#DataDebates: Patienten haben ein Recht auf ihre Daten
Kaum ein Lebensbereich wird sich in den kommenden Jahren durch die Digitalisierung so grundlegend verändern wie das Gesundheitswesen. Am Donnerstagabend stand deshalb bei der fünften Ausgabe der Tagesspiegel Data Debates, mit Telefónica Deutschland als Initiator und Partner der Reihe, die vernetzte Gesundheit im Fokus. Knapp 170 Gäste im Telefónica BASECAMP diskutierten, welche Chancen die Digitalisierung für das Wohlergehen von Patienten bietet.

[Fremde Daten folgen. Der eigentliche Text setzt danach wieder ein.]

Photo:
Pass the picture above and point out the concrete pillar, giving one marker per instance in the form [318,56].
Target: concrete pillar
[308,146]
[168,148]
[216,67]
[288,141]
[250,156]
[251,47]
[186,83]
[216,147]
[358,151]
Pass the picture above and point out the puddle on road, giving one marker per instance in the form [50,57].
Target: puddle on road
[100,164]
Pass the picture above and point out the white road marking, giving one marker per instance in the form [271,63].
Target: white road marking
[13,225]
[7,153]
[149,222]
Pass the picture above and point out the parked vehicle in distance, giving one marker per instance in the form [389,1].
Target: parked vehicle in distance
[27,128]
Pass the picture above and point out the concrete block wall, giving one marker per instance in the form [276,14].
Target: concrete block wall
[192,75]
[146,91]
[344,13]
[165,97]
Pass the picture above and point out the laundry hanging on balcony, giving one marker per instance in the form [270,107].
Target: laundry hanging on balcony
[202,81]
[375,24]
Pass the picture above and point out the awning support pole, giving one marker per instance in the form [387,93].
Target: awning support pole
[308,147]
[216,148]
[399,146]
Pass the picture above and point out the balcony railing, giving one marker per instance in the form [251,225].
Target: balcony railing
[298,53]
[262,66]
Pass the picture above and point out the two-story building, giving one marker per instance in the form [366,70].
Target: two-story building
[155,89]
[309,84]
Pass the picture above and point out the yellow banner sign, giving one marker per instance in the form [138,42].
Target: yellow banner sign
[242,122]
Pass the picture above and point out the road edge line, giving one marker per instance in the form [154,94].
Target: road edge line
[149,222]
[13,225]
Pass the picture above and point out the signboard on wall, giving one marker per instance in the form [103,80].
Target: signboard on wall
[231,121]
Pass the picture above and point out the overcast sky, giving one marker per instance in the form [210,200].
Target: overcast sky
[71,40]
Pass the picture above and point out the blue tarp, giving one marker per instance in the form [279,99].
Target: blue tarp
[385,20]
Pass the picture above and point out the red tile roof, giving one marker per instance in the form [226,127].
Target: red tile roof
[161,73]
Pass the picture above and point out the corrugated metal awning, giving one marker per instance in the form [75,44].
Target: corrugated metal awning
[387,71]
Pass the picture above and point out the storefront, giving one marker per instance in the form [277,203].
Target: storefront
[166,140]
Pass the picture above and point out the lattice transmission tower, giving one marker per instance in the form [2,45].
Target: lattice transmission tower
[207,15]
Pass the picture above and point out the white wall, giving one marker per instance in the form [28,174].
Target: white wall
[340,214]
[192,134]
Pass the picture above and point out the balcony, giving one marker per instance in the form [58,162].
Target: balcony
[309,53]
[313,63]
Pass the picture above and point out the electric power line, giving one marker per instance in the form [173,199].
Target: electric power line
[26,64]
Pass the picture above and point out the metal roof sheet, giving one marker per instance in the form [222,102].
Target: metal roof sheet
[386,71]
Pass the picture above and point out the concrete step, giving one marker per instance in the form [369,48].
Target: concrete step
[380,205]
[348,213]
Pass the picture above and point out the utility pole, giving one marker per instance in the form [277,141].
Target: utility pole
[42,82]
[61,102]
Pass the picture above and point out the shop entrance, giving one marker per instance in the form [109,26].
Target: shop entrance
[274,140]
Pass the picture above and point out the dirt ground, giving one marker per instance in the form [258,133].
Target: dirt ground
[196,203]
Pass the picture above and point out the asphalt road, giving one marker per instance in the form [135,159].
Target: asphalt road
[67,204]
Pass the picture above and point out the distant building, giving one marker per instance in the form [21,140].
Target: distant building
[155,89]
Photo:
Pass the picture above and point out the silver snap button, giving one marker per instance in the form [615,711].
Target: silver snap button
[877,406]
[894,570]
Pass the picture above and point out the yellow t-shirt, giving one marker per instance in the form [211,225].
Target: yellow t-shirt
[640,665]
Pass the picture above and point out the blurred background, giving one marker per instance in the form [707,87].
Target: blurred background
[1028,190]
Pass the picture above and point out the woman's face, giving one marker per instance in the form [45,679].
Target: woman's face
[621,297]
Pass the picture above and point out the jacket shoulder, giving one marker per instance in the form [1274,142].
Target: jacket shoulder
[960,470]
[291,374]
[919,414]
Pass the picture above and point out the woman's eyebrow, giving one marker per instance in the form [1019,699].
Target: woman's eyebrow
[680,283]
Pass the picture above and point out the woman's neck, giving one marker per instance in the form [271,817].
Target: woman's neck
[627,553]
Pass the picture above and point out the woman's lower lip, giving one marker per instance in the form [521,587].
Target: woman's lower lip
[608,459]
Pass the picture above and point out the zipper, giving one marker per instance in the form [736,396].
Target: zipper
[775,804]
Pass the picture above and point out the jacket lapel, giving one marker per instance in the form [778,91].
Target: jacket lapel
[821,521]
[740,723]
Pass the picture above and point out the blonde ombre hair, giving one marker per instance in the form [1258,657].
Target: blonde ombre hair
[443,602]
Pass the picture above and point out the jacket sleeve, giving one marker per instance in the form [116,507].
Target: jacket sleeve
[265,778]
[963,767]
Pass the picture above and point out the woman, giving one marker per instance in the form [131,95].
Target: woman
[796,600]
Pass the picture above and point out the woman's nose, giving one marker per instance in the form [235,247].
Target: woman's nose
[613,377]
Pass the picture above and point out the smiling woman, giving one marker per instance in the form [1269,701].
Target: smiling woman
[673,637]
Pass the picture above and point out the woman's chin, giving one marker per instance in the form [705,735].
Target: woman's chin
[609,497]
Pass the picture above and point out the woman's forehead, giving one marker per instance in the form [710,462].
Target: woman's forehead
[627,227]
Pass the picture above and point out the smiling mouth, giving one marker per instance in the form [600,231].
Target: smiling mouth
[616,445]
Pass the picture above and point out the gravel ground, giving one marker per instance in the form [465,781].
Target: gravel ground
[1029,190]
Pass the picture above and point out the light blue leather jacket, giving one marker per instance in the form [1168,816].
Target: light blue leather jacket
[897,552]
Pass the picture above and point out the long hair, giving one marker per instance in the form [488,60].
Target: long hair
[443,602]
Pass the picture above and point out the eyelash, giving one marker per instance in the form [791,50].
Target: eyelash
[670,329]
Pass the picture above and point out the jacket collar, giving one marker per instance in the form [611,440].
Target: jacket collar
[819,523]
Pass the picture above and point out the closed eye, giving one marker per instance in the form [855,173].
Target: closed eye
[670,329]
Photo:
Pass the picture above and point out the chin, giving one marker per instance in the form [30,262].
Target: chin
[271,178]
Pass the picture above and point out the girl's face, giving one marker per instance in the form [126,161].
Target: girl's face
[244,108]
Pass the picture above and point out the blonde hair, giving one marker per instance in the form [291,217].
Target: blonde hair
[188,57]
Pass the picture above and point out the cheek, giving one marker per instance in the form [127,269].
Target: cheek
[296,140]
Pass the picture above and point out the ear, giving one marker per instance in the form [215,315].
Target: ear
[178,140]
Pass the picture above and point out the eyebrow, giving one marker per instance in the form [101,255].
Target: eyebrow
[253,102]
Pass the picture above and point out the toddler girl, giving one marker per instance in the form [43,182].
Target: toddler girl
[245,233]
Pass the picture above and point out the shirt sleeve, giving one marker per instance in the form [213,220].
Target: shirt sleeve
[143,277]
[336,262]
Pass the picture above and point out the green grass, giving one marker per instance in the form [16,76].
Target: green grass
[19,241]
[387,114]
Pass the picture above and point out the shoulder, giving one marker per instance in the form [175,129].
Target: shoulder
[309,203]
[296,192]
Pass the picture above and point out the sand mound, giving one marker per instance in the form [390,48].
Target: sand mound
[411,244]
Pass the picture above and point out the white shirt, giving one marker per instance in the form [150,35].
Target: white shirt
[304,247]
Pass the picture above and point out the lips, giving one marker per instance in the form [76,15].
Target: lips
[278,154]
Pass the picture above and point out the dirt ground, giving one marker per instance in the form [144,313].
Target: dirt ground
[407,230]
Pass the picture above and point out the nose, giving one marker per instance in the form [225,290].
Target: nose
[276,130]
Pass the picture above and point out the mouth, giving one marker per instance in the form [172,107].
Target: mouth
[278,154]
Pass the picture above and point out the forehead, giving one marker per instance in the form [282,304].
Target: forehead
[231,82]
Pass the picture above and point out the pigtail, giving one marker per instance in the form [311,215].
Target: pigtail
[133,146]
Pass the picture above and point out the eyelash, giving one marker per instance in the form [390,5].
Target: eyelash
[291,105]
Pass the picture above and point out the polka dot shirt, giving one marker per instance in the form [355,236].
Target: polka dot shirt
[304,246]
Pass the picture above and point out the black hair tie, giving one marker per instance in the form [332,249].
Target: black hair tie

In seinem Impulsvortrag zeigte Moritz Diekmann, Geschäftsführer von Telefónica NEXT, auf, wie smarte Lösungen bereits heute unser Leben verbessern und unsere Gesundheit schützen. Auf dem Panel waren alle Perspektiven von Politik bis Cyborg vertreten: Unter Moderation von Tagesspiegel-Herausgeber Sebastian Turner debattierten Bundesgesundheitsminister Hermann Gröhe, Prof. Dr. Christoph Meinel, Direktor des Hasso-Plattner-Instituts für Systemtechnik, Francesco de Meo, Geschäftsführer der Helios Kliniken und Enno Park, Vorsitzender des Cyborgs e.V.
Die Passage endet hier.